Remember: “No Australians today is responsible for what happened on our colonial frontier. But we are responsible for not acknowledging what happened. If we do not, our integrity as a nation is flawed and we are shamed as a people for perpetuated a lie.”11

1  C. Feilberg, The Way We Civilise; Black and White; The Native Police: A Series of Articles and letters Reprised from the “Queenslander”, G and J Black, 1880. See also R Ørsted-Jensen, Frontier History Revisited, Lux Mundi Publishing, 2011.
2 H. Reynolds, “Racial Thought in Early Colonial Australia”, The Australian Journal of Politics and History (12974), p.52.
3 T. Bottoms, “Djarrugan, the Last of the Nesting”, MA(Qual) JCU, 1990, p.82, pp.84-86.
4 W. Kracke, “22 Years in North Queensland, How and Why I Went There”, originally delivered as a speech in Omeo, Victoria, c.5 October, 1909. Cairns Historical Society, Doc 1027, p.8.
5 G.C. Bolton, A Thousands Miles Away, Canberra, 1972, p.7.
6 C. Lumholtz, Among Cannibals, !889, Canberra reprint 1980, pp.294-95; R.A. Johnstone, Spinifex & Wattle: Reminiscences of Pioneering in North Queensland, republished articles from The Queenslander, 1903-05, Cairns, rpt 1984, p.59.
7 H. Reynolds (ed), N.S. Kirkman, “From Minority to Majority: An Account of the Chinese Influx to the Palmer River Goldfields,1873-1876”, Race Relations in North Queensland, JCU History Dept., 1978, p.124.
8 N.S. Kirkman, “The Palmer Gold Field 1873 -1883”, Hons., History Dept.

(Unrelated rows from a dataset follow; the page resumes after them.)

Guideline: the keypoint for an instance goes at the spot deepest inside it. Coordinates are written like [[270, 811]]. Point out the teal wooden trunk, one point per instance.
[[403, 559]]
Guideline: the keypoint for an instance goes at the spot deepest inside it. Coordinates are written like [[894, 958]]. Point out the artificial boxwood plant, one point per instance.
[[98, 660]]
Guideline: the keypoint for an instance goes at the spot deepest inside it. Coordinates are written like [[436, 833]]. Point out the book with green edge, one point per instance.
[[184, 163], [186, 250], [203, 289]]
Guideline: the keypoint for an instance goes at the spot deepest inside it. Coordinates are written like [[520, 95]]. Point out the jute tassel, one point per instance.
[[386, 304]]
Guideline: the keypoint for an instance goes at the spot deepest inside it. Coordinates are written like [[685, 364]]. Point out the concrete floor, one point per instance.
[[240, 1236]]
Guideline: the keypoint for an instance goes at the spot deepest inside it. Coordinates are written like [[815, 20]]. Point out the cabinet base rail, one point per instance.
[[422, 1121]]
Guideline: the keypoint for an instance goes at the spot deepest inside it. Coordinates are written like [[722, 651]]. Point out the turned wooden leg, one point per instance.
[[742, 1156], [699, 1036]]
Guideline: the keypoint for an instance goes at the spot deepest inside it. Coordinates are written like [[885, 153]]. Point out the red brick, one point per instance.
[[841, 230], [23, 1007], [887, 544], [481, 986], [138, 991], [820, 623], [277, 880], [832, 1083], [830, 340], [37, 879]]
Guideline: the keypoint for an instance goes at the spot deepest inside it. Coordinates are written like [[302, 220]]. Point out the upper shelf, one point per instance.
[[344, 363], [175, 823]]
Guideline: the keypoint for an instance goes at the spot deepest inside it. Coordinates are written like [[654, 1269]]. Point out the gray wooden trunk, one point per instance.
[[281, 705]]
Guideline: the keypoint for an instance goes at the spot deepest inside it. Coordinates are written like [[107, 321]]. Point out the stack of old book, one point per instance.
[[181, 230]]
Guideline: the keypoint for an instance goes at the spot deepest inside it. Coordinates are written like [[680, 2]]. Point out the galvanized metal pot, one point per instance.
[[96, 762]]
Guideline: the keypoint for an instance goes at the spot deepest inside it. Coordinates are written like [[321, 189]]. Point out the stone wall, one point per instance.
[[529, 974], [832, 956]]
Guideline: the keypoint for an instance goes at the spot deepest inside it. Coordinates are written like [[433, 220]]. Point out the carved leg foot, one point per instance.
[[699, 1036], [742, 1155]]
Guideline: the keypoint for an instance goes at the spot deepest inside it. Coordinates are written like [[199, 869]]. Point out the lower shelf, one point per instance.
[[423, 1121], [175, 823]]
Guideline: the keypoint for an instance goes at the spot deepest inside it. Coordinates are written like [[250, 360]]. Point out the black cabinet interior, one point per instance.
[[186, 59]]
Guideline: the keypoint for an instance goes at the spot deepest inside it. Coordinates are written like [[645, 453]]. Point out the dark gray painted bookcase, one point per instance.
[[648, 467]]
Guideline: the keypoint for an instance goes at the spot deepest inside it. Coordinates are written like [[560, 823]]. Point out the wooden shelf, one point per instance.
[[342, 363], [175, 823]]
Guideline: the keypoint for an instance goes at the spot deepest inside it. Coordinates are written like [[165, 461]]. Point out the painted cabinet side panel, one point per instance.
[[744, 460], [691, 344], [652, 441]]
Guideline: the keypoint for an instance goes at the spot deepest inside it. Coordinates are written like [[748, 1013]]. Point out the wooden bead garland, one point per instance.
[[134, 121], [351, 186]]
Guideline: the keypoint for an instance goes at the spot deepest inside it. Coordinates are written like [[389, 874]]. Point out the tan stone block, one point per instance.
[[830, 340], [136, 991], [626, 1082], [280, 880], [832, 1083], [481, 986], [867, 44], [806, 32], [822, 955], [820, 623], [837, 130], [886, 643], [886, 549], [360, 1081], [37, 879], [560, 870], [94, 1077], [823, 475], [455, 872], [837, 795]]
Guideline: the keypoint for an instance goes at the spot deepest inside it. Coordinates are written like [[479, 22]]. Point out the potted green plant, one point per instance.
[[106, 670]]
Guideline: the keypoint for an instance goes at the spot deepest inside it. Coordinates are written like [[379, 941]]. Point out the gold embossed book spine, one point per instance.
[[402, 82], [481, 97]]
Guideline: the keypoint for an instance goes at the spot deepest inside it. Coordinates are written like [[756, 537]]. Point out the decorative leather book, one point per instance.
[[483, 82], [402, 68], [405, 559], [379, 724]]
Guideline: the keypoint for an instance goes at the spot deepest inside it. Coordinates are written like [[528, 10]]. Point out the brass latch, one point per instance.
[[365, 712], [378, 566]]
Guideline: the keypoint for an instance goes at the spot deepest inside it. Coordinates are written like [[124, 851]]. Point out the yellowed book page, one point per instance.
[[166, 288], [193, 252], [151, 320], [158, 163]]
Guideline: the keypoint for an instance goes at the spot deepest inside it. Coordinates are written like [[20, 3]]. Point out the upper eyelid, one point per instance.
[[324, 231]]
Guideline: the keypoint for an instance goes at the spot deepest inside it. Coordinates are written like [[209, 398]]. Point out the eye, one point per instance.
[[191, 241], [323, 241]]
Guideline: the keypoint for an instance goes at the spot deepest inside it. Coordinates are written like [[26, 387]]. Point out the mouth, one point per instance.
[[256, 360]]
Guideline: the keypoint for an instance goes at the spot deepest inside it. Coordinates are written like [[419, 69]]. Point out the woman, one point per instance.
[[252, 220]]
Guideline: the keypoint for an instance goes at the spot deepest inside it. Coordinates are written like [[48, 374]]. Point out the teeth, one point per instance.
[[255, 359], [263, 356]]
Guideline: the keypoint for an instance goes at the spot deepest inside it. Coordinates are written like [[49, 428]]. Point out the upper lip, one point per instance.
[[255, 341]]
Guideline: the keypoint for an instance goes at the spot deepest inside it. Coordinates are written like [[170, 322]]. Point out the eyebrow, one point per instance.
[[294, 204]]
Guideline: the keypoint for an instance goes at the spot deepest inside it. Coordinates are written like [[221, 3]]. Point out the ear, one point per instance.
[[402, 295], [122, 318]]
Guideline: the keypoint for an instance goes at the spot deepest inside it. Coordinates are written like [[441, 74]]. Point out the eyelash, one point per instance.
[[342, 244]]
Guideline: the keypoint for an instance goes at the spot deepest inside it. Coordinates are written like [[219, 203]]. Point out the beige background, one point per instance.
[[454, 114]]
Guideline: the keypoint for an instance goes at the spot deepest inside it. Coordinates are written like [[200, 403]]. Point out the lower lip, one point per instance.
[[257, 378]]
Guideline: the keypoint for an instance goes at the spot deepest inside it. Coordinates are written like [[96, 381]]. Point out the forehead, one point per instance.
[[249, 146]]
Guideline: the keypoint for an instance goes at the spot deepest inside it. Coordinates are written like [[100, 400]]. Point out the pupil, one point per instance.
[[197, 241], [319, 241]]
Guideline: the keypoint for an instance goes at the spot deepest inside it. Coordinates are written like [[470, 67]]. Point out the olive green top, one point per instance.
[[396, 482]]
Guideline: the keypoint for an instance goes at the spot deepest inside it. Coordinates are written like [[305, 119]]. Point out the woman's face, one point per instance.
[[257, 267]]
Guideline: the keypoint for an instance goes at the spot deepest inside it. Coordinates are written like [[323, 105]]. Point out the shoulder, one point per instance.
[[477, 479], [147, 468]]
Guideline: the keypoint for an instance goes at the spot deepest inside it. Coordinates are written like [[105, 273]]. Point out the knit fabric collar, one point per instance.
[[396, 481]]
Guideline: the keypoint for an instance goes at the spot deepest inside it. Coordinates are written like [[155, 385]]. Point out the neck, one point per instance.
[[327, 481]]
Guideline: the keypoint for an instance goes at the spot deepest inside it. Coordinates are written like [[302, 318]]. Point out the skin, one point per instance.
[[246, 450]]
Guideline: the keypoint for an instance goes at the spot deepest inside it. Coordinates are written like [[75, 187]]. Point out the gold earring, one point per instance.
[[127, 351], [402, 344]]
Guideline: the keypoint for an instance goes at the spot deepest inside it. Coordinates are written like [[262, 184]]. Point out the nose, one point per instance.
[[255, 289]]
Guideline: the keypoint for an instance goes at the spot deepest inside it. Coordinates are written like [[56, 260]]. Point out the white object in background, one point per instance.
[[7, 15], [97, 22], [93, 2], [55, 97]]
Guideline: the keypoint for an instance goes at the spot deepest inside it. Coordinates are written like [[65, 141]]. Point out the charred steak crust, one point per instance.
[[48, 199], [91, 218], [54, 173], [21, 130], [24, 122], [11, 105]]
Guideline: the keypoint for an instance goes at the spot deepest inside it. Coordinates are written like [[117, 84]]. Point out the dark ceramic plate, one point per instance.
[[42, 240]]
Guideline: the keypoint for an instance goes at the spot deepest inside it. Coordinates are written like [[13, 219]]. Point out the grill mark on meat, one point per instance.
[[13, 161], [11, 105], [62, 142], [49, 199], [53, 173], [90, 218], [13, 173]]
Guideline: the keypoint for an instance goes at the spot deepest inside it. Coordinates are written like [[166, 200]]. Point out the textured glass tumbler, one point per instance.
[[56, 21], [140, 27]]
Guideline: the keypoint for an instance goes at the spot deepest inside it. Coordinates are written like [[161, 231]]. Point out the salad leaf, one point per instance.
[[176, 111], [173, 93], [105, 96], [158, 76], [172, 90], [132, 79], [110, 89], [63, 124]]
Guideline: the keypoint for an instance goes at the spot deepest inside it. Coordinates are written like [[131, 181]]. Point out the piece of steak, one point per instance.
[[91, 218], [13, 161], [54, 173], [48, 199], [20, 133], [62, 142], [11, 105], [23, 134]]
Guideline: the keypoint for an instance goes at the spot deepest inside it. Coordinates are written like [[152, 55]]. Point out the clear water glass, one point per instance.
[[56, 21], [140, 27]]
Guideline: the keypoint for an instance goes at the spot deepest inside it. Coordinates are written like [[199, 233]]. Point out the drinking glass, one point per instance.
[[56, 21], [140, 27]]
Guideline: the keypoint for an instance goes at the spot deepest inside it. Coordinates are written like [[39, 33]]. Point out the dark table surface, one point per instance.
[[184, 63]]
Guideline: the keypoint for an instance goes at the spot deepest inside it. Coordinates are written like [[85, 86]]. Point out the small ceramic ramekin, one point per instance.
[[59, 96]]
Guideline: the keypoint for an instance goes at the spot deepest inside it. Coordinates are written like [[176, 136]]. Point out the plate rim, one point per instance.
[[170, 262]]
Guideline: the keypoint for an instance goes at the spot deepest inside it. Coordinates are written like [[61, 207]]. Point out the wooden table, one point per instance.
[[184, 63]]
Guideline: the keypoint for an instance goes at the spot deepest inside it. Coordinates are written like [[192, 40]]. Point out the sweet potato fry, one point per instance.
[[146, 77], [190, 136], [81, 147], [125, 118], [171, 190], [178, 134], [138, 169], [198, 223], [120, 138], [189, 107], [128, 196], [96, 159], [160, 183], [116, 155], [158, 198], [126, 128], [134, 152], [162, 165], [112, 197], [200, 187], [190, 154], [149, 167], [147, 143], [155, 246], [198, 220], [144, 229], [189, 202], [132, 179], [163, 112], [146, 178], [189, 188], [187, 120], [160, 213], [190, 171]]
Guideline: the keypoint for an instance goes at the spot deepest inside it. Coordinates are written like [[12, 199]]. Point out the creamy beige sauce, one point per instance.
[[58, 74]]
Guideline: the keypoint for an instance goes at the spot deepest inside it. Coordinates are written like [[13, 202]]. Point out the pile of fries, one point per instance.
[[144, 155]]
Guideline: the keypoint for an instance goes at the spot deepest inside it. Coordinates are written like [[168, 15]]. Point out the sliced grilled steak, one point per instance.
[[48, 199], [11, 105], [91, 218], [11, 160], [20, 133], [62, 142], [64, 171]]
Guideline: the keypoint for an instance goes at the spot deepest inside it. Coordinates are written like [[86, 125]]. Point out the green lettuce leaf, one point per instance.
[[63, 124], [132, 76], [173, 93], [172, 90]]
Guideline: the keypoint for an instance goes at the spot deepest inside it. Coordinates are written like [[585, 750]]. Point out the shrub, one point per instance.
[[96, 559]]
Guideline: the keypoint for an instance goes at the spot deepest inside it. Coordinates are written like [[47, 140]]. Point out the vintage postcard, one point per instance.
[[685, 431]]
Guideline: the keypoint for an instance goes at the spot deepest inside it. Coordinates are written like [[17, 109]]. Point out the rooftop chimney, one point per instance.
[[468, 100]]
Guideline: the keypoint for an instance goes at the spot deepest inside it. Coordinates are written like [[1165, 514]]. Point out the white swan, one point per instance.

JCU, 1984, p.260.
9  https://www.nma.gov.au/defining-moments/resources/evidence-of-first-peoples;  http://www.abc.net.au/science/articles/2011/09/23/3323640.htm; https://www.abc.net.au/news/science/2016-06-07/dna-confirms-aboriginal-people-as-the-first-australians/7481360;
10 The National Geographic Magazine, February 19, 2017.
11  T. Bottoms, Conspiracy of Silence, Allen & Unwin, Sydney, 2013, p.207.